La présence de lymphocytes infiltrant les tumeurs est reconnue comme un facteur pronostique en cancérologie, mais l’origine du recrutement lymphocytaire demeure méconnue. Les chercheurs ont donc exploré les chimiokines impliquées dans le recrutement des lymphocytes T (LT) dans le cancer colorectal (CCR) et le rôle du micro-environnement bactérien, dont le facteur chémotactique n’avait encore jamais été évalué. Pour ce faire, tissu de CCR et tissu sain ont été comparés. L’expression des gènes codant les chimiokines ainsi que l’ARN 16S bactérien ont été quantifiés ; l’expression des récepteurs de chimiokines a été évaluée à la fois in vivo et in vitro.

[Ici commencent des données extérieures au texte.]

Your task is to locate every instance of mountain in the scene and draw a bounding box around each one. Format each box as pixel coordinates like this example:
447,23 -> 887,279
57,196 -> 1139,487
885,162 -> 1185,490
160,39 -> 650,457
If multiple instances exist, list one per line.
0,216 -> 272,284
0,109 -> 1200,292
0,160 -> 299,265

Le microbiote intestinal pour prédire la survie

Étonnamment, la stimulation des cellules cancéreuses par des bactéries du tube digestif in vivo et in vitro a induit une up-régulation - voire une expression de novo - de plusieurs gènes, augmentant le recrutement en LT au sein de la tumeur. Les auteurs ont même montré que l’infiltration par les LT était significativement associée à la présence de certaines familles bactériennes, avec une corrélation entre certaines bactéries et le niveau d’expression de gènes de chimiokines. Dans les expériences menées in vitro, des espèces comme Escherichia coli ou Bacteroides fragilis ont favorisé l’expression de ces gènes. Les analyses in vivo chez l’Homme ont montré que Firmicutes, et surtout Lachnospiraceae et Ruminococcacea, étaient bien davantage associées au recrutement lymphocytaire. L’abondance de Bacteroides et Proteobacteria était aussi corrélée à la surexpression de chimiokines. Une surexpression réduite drastiquement par le traitement antibiotique chez la souris, affectant particulièrement les familles de Bacteroidetes et Firmicutes. De façon assez surprenante, des bactéries comme Fusobacteria, associées à un pronostic plus sévère et retrouvées dans le tissu peu infiltré, étaient capables de stimuler le recrutement en LT. Pour les auteurs, certaines bactéries pourraient stimuler l’attraction des LT tandis que d’autres l’inhiberaient (Fusobacterium nucleatum est déjà connu pour être capable d’inhiber les fonctions des cellules T et NK), mais d’autres études seront nécessaires pour le déterminer.

Par quel mécanisme ?

Les bactéries du microbiote intestinal jouent donc bien un rôle d’inducteur. Les chercheurs expliquent ce phénomène par le rôle d’autres récepteurs. En effet, l’expression des gènes de chimiokines par les bactéries serait provoquée par la stimulation de TLR (Toll-Like Receptor), récepteur capable de reconnaitre les composants bactériens retrouvés à la surface des cellules cancéreuses. Une hypothèse prouvée par l’utilisation d’agonistes purifiés de TLR, induisant l’augmentation de chimiokines. Cette étude montre que les cellules cancéreuses du CCR sont en effet la principale source de chimiokines et révèle le rôle essentiel dans l’induction immunitaire du microbiote. La surexpression de chimiokines dans le tissu cancéreux (principalement CCL5, CXCL9 et CXCL10) a été associée à une amélioration de la survie des patients dans de précédentes études. Les auteurs démontrent que les récepteurs des chimiokines (CCR5 et CXCR3) sont largement exprimés par les différents tissus infiltrés par les lymphocytes (TILs), prédisant une évolution clinique favorable. Dans le même sens, les résultats montrent que les cellules tumorales surexpriment les gènes des chimiokines. Une surexpression non-retrouvée in vitro, suggérant l’action essentielle d’un agent du micro-environnement en milieu in vivo. La découverte de ces mécanismes pourrait permettre le développement de thérapeutiques innovantes reposant sur la modulation du microbiote dans un but d’infiltration lymphocytaire au sein du tissu tumoral, augmentant ainsi la survie des patients.

 

Sources :

E. Cremonesi et al. Gut microbiota modulate T cell trafficking into human colorectal cancer. Gut, p. gutjnl-2016-313498, févr. 2018.